Bitcoin Gains Unlikely to Sway Investors Seeking Safety
Bitcoin, the world’s largest cryptocurrency, continued its recent climb as opportunistic investors continued to bet that the Federal Reserve will ease its pace of interest rate increases or stop them altogether.
The price of the digital currency rose to $23,333.83 on Saturday, before settling at $23,155.93 in Monday’s trading. Bitcoin has climbed almost 39% since the start of the year. However, many analysts are warning that Bitcoin’s latest surge proves exactly why it cannot be trusted as a stable store of value. 
When analyzing the movement of Bitcoin futures and the tech-heavy Nasdaq-100 over the last year, the two indexes are trading in mirror-like fashion.

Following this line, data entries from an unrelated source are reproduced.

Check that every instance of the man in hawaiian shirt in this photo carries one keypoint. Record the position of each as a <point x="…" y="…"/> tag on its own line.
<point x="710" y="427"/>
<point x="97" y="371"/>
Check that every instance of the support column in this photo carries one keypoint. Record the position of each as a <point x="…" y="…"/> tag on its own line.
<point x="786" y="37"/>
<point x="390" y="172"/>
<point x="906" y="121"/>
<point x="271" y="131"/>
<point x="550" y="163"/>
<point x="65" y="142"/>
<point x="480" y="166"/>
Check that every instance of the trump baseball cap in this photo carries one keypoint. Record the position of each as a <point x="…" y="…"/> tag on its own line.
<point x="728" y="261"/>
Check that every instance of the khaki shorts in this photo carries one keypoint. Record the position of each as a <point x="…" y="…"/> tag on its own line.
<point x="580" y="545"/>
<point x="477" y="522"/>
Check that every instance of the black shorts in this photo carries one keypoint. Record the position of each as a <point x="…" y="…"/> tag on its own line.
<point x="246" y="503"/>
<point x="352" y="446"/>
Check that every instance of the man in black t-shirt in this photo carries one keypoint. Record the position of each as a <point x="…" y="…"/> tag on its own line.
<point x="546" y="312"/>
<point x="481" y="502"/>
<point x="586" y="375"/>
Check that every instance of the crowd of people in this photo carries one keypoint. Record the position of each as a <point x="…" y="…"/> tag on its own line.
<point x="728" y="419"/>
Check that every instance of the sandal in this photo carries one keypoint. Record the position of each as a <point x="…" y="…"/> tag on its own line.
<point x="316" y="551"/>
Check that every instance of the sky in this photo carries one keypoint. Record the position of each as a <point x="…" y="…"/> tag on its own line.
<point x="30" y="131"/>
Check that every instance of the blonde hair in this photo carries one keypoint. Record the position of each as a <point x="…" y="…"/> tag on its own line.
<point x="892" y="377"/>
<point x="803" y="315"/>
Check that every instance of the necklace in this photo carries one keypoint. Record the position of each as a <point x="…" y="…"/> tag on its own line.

This suggests that the digital currency is much closer to a risk asset than a safe haven like gold.
Economists use the term “counterparty risk” to describe the probability that the other party in an investment might not fulfill their end of the deal. In the case of Bitcoin, owning it comes with an inherent risk that its value will fall on the whims of market speculators, whereas a stable asset like gold holds much less counterparty risk.
What does this mean for me?
Crypto proponents, encouraged by its recent gains, claim that storing Bitcoin directly in a decentralized wallet protects them from counterparty risk; but if it is used as intended – as a currency in a marketplace – then the risk is back on the table. This is unlike the price stability of gold, which is rightly considered as the ultimate safe-haven asset.